What the Thai baht is telling us about the country's political limbo Express News
In its largest single-day decline since last October, the Thai baht fell about 1 percent in Friday trade, following the Thai King’s bid to thwart his sister’s nomination as a prime ministerial candidate in the country’s long-awaited elections.
That movement came after the surprise nomination of Princess Ubolratana Rajakanya, 67, as a prime ministerial candidate for the elections in March. While that move shocked observers, King Maha Vajiralongkorn then made headlines by issuing a statement saying it was “inappropriate” for members of the royal family to enter politics.
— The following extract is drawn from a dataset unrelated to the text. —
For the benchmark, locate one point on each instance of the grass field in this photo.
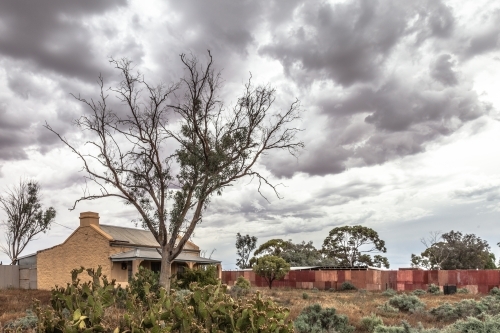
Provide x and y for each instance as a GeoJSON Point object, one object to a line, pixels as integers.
{"type": "Point", "coordinates": [354, 304]}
Prakash Sakpal, Asia economist at Dutch bank ING, called Friday’s sharp depreciation “a glimpse of how a spike in political risk in the run up to (the) election on 24 March is likely to weigh on markets.” The baht, which was one of Asia’s best performing currencies last year, could continue to weaken, he said.
On Friday, the currency fell to a low of 31.64 against the dollar, according to Reuters. That was the largest single-day decline since Oct. 22 last year, when it fell 0.7 percent, according to Sakpal. On Monday morning, however, it had bounced back slightly to 31.48 against the dollar.
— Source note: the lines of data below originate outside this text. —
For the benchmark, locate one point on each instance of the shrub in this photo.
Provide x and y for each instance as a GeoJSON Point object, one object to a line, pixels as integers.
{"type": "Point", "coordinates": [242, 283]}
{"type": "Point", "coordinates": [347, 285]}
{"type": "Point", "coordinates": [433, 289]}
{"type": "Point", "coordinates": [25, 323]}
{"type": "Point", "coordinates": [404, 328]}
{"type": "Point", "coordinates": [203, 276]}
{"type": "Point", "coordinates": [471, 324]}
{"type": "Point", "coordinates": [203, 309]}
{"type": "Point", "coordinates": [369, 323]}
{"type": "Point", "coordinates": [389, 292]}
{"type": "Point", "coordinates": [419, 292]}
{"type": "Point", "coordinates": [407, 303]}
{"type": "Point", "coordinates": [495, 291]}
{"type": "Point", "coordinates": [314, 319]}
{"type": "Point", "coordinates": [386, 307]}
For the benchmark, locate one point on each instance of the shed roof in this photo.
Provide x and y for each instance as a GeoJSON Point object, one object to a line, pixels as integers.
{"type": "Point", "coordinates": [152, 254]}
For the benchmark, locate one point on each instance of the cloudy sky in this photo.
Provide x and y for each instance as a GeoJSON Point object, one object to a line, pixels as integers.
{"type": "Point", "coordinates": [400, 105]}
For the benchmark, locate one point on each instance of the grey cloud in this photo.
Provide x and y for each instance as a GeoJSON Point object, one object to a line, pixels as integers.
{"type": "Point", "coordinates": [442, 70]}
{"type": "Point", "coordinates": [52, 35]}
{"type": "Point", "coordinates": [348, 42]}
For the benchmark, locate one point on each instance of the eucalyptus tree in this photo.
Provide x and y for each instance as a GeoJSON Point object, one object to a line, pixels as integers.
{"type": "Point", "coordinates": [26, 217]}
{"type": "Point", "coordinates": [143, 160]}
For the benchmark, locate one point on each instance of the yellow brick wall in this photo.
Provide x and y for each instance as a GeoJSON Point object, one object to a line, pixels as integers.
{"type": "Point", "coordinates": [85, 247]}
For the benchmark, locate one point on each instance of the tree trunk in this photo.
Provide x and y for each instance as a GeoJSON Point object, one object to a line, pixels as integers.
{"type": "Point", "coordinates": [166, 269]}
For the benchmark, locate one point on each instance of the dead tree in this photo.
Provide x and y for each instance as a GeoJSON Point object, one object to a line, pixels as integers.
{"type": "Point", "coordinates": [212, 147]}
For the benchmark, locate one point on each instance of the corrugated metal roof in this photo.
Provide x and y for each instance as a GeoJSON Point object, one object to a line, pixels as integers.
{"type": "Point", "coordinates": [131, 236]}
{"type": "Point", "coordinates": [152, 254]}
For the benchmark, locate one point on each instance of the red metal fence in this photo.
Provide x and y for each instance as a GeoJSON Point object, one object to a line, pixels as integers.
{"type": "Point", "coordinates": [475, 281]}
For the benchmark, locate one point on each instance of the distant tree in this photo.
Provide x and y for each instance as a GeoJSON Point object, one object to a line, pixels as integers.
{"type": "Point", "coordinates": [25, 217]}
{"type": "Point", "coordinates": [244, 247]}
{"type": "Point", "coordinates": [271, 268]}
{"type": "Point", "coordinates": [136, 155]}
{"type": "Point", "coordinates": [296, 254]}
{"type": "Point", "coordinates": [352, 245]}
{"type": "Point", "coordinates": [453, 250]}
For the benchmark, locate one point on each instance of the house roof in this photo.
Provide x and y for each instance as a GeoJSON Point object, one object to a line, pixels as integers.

Still, the baht remained much stronger than it had been only months ago: The currency traded at about 33 to the dollar at the beginning of December.
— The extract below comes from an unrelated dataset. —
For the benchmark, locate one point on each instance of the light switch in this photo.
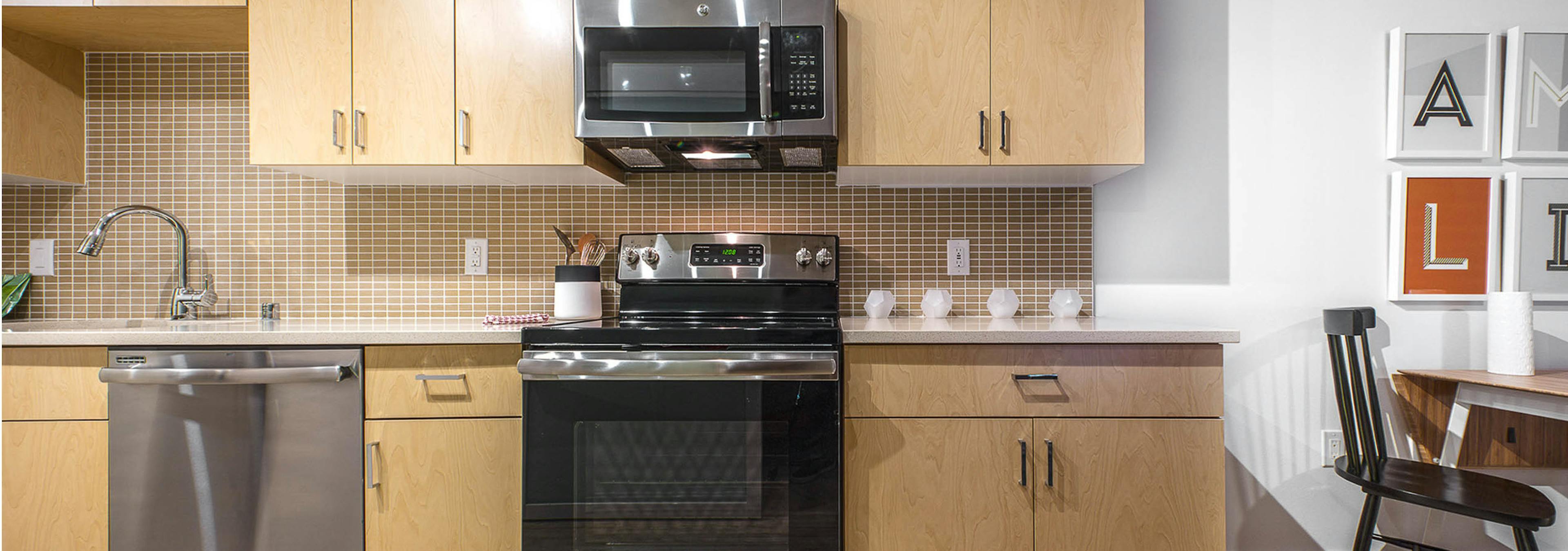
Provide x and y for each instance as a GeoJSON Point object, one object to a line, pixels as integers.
{"type": "Point", "coordinates": [41, 257]}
Thai markets, for their part, fell on Monday in early trade, slipping as much as 0.7 percent.
Ubolratana’s nomination last week was a shocking move from the Thai Raksa Chart party, which is made up of supporters of former Prime Minister Thaksin Shinawatra, and broke with a longstanding tradition of members of the royal family staying out of electoral politics.
The election set for March 24 would be the first since a military coup in 2014.
Sakpal said the events on Friday have “really stunned the public,” and could escalate as the Thai Raksa Chart party faces a possible dissolution — the country’s Election Commission is considering a complaint seeking to ban the party.
“Given the history of Thai politics, things taking an ugly turn cannot be ruled out,” the economist said.
He said that the baht could drop to 32 against the dollar, in the run-up to the elections.
Political risks, Sakpal said, will “continue to exert a weakening pressure on the currency as the global investors, who have been hitherto pouring funds into Thai assets, will likely start treading a cautious path until after the political dust settles.”
— Reuters contributed to this report.